# different LED's (MC-E, SST-90,XR-E, Rebell, P7..) UV exposed



## ichoderso (May 7, 2010)

I read the review from csshih 
( https://www.candlepowerforums.com/threads/274113 )
and i wondered about the UV exposured picture from the different cool, neutral and warm white LED's, so I made a picture from some of my LED's, and here are the result:
You can see the warm whites (SST90 and MC-E, Rebel and XR-E) but I'm amazed about the yellow and bright luminescence from the P7, this is a cool white and the SSC P4 with the same shine is a neutral white....

Normal light





UV-Light


----------



## DM51 (May 7, 2010)

That's an interesting effect. 

I'm moving this to the LED (emitters) section.


----------



## csshih (May 7, 2010)

hehe, cool pics! what (peak) wavelength of UV are you using?

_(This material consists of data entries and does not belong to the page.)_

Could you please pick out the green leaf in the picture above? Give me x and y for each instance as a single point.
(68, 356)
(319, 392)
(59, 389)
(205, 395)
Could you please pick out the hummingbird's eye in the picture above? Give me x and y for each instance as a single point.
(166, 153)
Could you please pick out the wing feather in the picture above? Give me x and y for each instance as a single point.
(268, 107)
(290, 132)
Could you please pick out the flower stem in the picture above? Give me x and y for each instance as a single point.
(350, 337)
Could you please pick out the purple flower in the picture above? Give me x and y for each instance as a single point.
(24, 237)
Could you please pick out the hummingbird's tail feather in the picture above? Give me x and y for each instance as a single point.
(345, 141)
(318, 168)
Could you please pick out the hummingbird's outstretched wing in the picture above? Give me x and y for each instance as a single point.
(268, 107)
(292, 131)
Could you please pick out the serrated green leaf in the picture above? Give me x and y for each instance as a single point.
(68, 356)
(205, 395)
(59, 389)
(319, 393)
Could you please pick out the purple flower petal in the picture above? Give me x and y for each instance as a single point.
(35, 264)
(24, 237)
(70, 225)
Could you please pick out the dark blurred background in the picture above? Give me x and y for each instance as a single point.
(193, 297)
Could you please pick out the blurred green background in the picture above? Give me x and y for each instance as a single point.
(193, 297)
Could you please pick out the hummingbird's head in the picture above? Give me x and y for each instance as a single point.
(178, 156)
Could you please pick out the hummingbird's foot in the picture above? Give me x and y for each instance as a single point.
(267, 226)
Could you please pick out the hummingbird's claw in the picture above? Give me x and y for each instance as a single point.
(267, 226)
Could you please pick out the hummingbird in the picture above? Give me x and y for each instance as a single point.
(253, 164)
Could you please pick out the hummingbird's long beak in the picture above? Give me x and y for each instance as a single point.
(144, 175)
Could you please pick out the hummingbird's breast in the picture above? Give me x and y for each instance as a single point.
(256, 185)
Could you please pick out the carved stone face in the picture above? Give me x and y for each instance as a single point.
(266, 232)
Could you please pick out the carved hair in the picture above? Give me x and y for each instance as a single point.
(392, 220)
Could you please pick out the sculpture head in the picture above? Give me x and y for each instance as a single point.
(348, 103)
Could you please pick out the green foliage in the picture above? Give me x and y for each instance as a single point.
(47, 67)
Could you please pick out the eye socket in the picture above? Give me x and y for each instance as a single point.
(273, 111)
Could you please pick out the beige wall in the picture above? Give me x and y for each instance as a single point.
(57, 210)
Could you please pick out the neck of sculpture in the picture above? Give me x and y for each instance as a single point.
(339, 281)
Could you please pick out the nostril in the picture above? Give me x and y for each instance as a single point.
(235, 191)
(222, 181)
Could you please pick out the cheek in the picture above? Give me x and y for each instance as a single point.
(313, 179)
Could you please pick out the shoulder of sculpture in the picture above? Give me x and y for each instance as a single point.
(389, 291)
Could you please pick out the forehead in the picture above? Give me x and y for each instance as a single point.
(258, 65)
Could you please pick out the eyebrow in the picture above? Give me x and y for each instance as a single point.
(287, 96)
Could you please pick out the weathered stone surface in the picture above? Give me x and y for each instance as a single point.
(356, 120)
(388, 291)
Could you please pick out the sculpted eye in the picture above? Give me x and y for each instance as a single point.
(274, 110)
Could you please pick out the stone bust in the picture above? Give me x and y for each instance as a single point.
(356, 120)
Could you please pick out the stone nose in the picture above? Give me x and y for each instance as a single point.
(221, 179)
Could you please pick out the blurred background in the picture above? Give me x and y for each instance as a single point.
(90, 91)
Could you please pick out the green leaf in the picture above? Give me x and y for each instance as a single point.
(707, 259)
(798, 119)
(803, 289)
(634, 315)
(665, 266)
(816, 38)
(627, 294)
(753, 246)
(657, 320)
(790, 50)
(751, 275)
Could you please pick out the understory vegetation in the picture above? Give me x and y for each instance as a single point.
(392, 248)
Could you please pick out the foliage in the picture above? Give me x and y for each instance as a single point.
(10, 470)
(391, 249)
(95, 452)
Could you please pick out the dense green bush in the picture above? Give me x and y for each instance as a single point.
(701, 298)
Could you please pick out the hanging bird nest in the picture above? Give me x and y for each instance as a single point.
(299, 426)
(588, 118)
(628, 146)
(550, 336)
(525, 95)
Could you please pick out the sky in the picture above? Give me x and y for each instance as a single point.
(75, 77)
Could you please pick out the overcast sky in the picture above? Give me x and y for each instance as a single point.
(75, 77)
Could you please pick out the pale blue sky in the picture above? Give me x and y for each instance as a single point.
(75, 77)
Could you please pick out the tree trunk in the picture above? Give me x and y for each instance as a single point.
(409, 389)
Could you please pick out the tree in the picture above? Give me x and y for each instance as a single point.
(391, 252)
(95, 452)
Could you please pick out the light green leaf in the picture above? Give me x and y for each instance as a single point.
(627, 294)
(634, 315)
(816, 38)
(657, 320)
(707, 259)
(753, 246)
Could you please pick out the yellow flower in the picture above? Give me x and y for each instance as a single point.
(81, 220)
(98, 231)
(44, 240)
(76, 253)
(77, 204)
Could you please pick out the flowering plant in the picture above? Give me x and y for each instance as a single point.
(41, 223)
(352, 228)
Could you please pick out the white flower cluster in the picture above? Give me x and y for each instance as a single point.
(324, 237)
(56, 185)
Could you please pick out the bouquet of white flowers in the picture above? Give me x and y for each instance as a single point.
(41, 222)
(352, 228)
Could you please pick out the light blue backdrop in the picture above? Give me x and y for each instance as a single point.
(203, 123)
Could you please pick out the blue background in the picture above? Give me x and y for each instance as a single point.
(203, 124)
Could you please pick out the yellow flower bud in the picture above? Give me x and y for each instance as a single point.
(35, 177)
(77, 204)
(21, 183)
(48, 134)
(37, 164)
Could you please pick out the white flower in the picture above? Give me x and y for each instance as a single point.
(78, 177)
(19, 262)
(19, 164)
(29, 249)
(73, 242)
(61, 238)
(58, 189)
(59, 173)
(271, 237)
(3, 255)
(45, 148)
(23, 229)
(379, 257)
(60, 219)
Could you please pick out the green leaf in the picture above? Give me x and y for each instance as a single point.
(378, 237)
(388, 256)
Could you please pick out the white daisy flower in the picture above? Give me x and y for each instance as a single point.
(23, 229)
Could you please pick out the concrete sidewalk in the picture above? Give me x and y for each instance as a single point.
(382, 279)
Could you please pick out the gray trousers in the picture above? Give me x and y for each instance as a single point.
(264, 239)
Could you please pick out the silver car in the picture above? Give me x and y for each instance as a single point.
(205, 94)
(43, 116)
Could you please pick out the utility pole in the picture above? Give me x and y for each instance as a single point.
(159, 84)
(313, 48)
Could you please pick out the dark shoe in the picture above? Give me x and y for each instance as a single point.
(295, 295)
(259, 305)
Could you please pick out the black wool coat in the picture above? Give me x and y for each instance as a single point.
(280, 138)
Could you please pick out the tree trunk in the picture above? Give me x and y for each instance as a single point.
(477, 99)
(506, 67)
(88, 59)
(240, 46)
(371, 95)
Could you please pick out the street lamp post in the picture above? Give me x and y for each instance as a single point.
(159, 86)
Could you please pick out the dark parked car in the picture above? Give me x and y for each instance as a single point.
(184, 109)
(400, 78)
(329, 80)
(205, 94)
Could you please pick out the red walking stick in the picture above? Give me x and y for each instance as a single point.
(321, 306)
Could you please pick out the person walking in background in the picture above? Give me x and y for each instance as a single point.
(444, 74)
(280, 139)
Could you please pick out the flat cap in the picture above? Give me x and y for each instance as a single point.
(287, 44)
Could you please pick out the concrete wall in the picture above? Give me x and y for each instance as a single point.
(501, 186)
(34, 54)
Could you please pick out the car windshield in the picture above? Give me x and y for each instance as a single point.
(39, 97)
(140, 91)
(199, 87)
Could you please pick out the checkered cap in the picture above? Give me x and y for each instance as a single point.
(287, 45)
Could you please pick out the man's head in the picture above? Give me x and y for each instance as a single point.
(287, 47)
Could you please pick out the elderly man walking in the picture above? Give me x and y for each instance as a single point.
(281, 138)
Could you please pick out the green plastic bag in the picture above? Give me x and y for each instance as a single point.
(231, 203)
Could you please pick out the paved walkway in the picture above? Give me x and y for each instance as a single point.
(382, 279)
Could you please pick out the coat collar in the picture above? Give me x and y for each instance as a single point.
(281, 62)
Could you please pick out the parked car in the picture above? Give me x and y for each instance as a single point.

I'm using a black light bulb ~360nm.


----------



## AvPD (May 8, 2010)

I tried this myself as well, it's weird how the SSC's are so yellow compared to the Crees of similar tint. And how orange anything remotely warm is.


----------



## ichoderso (May 8, 2010)

csshih said:


> hehe, cool pics! what (peak) wavelength of UV are you using? I'm using a black light bulb ~360nm.




Hi, I used a cheap UV LED flashlight from DX...

Jens


----------



## The_Driver (Jul 24, 2010)

Interestingly the high-cri-warm-white-SSC-P4 in my Ra Clicky emits bright green light when exposed to uv-light.


----------